Que M. Donald Trump ait choisi le jour anniversaire du bombardement nucléaire d’Hiroshima et Nagasaki pour promettre « le feu et la fureur, comme le monde ne l’a jamais vu jusqu’ici », témoigne, si besoin est, de l’arrogance et de l’inconscience du président américain. De l’autre coté, l’ire et l’irresponsabilité du dirigeant nord-coréen Kim Jong-un, tiennent le monde en haleine. Le pire n’est jamais sûr mais l’escalade verbale peut dégénérer en affrontement meurtrier à la faveur (si l’on peut dire) de n’importe quel incident. Les menaces et la propagande n’ont jamais conduit à la paix. Mieux vaudrait négocier en partant de la réalité.

Un bouclier

Lire aussi Bruce Cumings, « Mémoires de feu en Corée du Nord », Le Monde diplomatique, décembre 2004.La République populaire démocratique de Corée (RPDC) a fait de la bombe atomique une assurance-vie contre toute ingérence étrangère en général, américaine en particulier. Et de brandir l’exemple de l’Irak ou de la Libye. Pyongyang, qui a connu la puissance de feu des États-Unis lors de la guerre de Corée (1950-1953), est persuadé que l’Iran n’a échappé à l’invasion des troupes occidentales qu’en raison de son programme nucléaire. Il ne s’agit donc plus, comme du temps du père ou du grand-père, de négocier un gel du programme militaire contre de la nourriture. Kim Jong-un, qui estime que son frère ennemi du Sud est trop dépendant de Washington pour avoir une politique autonome, veut obtenir l’ouverture de négociations en direct avec les États-Unis pour une réelle reconnaissance. Rappelons qu’il n’y a toujours pas de traité de paix depuis 1953.

Propagande des faucons

Pyongyang est-il en mesure de lancer des missiles à tête nucléaire sur le territoire américain comme on l’entend ces jours-ci ou même d’atteindre la base US de Guam dans le Pacifique ? Les va-t-en-guerre américains l’assurent. D’autres experts sont plus circonspects, tel Siegfried Hecker, ancien directeur du laboratoire national de Los Alamos (USA) cité par Le Monde de ce jour, qui estime que Pyongyang « n’a pas l’expérience pour tirer une tête nucléaire suffisamment petite, légère et robuste ». Il faut donc ramener la menace à de justes proportions — même s’il ne faut pas sous-estimer les objectifs de la RDPC et encore moins les risques d’une décision intempestive de ses dirigeants.

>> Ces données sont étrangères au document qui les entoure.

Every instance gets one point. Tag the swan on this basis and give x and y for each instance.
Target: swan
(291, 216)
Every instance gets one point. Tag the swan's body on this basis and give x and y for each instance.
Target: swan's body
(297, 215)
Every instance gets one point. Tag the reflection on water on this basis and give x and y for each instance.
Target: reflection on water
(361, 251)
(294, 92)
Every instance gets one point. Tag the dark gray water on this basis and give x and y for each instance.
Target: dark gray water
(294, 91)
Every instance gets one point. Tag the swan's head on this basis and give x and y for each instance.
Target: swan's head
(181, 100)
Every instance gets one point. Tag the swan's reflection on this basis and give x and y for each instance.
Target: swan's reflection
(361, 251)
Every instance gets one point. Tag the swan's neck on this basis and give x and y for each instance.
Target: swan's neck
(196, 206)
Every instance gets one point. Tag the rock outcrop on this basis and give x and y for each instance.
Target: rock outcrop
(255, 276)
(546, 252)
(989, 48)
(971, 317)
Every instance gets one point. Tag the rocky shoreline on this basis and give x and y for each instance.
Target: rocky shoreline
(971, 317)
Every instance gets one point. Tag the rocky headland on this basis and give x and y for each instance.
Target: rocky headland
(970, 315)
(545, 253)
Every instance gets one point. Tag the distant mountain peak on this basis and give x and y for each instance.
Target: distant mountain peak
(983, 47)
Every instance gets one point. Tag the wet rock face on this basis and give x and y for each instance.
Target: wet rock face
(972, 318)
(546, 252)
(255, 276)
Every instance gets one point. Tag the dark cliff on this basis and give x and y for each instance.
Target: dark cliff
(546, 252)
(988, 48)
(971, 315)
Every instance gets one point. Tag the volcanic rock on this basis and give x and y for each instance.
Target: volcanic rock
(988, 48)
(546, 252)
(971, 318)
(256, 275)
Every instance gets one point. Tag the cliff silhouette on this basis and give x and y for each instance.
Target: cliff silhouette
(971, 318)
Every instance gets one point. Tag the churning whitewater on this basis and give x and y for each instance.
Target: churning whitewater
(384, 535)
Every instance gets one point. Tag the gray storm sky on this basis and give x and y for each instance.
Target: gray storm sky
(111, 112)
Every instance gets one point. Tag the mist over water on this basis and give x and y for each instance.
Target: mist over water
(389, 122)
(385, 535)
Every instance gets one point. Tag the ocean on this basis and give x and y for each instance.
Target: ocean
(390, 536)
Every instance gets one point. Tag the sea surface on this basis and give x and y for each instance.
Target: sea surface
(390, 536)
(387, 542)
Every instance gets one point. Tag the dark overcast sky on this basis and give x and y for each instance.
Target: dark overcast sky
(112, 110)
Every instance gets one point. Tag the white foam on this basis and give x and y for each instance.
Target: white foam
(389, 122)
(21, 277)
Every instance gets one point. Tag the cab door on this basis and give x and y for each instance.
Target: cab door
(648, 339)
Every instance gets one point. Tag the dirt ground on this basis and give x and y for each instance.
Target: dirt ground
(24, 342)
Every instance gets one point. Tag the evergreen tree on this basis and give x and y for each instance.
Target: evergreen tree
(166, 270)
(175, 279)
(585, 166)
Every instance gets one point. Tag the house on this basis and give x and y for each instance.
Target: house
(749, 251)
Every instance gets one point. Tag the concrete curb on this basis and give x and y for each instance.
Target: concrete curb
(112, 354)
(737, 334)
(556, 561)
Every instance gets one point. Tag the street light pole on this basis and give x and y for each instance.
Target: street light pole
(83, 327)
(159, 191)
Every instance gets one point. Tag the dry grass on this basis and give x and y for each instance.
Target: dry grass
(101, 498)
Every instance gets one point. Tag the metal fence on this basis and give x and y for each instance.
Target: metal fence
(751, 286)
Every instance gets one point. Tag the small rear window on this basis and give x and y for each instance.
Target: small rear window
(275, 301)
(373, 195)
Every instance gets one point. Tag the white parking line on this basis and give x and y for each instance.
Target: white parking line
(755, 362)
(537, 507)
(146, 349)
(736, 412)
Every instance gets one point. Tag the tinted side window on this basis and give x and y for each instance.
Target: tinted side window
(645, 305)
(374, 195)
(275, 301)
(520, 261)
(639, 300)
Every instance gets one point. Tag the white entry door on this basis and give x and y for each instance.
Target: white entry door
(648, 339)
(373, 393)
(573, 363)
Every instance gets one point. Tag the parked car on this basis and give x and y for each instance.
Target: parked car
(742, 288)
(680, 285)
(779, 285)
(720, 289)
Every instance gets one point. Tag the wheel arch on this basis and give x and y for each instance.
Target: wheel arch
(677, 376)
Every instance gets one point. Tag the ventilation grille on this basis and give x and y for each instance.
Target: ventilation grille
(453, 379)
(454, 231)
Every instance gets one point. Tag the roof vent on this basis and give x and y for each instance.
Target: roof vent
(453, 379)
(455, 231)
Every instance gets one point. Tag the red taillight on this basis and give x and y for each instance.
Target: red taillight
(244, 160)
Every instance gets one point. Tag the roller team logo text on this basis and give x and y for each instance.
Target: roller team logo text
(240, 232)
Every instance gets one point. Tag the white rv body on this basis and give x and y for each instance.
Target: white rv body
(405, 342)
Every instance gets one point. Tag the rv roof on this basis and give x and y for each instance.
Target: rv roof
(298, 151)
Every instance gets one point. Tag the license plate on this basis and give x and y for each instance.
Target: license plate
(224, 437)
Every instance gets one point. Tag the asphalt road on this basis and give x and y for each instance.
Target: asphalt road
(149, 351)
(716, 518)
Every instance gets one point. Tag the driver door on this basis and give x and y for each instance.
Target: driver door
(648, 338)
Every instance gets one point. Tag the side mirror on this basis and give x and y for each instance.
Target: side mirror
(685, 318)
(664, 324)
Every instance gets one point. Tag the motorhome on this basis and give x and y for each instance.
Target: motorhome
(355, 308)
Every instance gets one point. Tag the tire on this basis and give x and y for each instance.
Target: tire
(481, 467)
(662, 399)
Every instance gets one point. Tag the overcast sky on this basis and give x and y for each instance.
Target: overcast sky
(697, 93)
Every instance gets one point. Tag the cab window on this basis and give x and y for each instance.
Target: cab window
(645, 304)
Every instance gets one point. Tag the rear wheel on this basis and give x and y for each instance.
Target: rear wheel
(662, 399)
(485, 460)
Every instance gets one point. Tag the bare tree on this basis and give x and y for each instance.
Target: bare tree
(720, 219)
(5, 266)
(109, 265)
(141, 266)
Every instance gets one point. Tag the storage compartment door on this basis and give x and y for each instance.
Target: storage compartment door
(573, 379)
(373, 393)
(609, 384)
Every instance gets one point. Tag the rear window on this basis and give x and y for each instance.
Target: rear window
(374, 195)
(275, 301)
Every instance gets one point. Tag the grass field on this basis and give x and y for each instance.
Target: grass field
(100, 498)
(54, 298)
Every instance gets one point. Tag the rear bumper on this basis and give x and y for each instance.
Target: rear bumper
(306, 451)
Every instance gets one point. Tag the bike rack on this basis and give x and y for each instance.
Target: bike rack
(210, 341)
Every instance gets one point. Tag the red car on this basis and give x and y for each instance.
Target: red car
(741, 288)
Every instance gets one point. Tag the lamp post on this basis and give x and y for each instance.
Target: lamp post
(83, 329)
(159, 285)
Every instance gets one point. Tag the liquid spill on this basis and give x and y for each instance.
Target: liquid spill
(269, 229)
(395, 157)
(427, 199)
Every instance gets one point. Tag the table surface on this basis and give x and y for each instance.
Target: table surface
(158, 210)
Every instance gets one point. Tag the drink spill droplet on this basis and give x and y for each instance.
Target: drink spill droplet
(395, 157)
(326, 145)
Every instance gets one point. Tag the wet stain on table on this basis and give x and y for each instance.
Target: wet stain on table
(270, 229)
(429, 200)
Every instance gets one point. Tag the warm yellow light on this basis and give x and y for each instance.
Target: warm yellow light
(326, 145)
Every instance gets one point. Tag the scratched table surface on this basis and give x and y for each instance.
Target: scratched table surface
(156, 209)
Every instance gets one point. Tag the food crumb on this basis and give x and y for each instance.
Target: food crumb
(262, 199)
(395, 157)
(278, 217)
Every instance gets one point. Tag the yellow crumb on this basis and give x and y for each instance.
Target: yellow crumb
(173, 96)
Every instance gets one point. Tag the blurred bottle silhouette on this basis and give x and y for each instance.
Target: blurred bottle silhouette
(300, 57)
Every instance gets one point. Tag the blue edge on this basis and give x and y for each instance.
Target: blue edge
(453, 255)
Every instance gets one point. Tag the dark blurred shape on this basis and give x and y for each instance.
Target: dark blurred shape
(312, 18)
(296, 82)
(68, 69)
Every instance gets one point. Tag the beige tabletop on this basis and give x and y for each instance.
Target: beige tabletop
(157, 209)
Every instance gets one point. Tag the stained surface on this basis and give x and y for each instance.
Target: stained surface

Pékin n’en est pas à son premier embargo

La Chine est montrée du doigt et M. Trump se glorifie de l’avoir fait céder en la poussant à voter un renforcement des sanctions au Conseil de sécurité de l’Onu. Contrairement à ce qui se dit, ce n’est pas la première fois que Pékin s’associe à des sanctions contre la Corée du Nord. Elle l’a déjà fait en mars 2013 (quand M. Barack Obama était président) après la reprise des essais, puis en 2016. En effet, Pékin voit d’un mauvais œil la nucléarisation de la péninsule coréenne et sait parfaitement que la colère nord-coréenne permet de justifier l’installation du puissant système antimissile américain Thaad sur le territoire sud-coréen, à quelques encablures de ses côtes…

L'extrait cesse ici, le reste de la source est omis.